# Week 3 Notebook 2 Data Exploration

## Pandas for Data Exploration

We have used the Pandas data science library to perform some basic data exploration and wrangling in the previous week. 

In this notebook, we will try out more functions for:
* Manipulating pandas DataFrames
* Sorting with Pandas
* Filtering with Pandas

First, we have to import the pandas library.


In [1]:
import pandas as pd

## The Pandas DataFrame

The Pandas library supports a two dimensional data structure known as a data frame to store, retrieve & manipulate data.
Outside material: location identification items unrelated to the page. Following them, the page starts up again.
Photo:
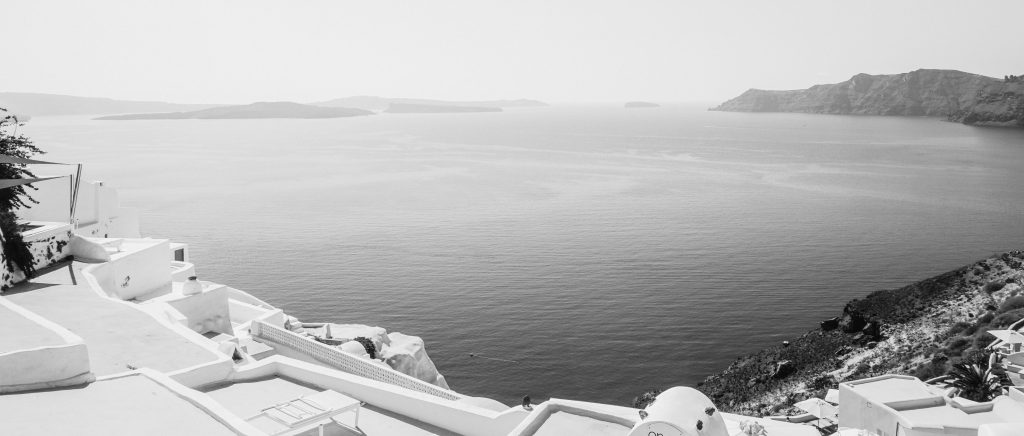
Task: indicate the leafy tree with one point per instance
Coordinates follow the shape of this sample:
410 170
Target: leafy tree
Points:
976 380
11 143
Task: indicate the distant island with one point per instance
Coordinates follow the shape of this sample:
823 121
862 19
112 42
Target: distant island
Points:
435 108
640 104
960 96
262 110
370 102
36 104
920 330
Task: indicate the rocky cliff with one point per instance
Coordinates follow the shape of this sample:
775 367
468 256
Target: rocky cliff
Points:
404 353
962 96
920 330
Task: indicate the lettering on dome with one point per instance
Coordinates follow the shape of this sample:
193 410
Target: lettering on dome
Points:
657 429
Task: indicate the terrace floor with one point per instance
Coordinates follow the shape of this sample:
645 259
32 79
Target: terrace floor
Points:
116 334
128 405
22 333
563 424
247 399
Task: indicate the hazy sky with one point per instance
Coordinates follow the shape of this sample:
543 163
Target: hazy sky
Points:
556 50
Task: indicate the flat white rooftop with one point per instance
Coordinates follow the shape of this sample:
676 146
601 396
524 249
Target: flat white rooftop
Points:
893 389
128 405
247 399
116 334
563 423
22 333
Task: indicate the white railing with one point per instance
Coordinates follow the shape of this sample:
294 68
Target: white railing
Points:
346 362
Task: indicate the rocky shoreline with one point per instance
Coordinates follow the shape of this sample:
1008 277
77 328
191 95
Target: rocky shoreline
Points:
958 96
919 330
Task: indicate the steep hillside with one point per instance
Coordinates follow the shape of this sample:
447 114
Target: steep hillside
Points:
919 330
962 96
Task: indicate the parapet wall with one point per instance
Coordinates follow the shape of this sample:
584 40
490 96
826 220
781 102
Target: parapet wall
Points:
341 360
62 363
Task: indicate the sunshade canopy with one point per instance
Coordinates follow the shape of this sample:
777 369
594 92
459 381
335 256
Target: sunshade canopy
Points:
1008 336
819 408
5 183
4 159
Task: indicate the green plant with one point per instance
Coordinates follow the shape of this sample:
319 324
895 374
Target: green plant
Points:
993 286
958 328
975 380
11 199
982 341
1012 303
1005 319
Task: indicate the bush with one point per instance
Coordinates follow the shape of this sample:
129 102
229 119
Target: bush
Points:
958 328
993 286
986 318
972 330
1007 318
982 340
1012 303
823 382
931 369
957 346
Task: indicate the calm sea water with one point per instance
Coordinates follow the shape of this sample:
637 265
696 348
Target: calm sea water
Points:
604 251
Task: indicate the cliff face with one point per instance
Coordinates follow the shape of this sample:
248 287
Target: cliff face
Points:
920 330
995 104
962 96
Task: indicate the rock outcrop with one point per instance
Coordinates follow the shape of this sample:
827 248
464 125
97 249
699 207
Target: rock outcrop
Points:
995 104
408 355
961 96
403 353
919 330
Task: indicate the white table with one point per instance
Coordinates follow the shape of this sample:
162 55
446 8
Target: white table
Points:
300 415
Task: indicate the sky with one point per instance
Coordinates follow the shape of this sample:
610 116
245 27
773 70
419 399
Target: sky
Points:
239 51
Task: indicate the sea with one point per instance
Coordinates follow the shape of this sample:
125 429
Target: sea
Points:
582 252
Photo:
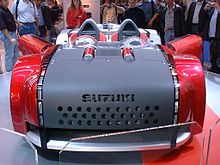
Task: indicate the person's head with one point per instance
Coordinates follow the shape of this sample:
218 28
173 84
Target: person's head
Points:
4 3
38 2
76 3
132 3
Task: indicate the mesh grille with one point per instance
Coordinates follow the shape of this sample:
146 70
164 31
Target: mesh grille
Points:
108 118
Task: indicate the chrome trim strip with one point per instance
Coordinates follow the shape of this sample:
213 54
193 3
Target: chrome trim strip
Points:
105 147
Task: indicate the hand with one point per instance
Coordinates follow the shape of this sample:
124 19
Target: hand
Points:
13 41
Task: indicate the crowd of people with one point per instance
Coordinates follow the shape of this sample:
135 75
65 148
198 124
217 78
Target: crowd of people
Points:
171 19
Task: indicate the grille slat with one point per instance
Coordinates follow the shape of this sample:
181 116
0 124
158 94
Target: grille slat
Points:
108 118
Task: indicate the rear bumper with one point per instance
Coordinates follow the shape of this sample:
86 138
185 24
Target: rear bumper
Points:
91 146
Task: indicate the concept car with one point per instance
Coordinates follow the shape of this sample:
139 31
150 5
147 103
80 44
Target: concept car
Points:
108 88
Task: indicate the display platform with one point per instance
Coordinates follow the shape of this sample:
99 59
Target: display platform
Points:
200 150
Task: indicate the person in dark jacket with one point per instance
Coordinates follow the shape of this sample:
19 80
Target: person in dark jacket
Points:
173 21
158 22
196 17
135 14
44 20
212 33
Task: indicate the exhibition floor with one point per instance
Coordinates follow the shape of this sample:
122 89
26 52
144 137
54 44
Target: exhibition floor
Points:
192 154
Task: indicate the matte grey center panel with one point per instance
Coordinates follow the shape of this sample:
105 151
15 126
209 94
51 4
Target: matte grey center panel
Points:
108 93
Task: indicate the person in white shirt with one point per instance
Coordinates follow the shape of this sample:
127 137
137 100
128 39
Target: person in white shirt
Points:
25 13
195 18
212 33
Rows & columns of a data frame allow quick & easy acess to the data stored.

Lets say we want to keep track of the staff hired by a local hospital in Melbourne. We will store the information provided by each member in a single data frame. 

For this purpose, we can make use of the pandas `DataFrame()` constructor method to create a new data frame. 

In [2]:
df = pd.DataFrame({
    'StaffID' : [897654, 290128, 612586, 478132, 108954],
    'FirstName' : ['Harvey', 'Mike', 'Riley', 'James', 'Jane'],
    'LastName' : ['Specter', 'Ross', 'Jackson', 'Bond', 'Austin'],
    'Profession' : ['Nurse', 'Pediatrician', 'Neurologist','Gynaecologist','Ophthalmologist']
})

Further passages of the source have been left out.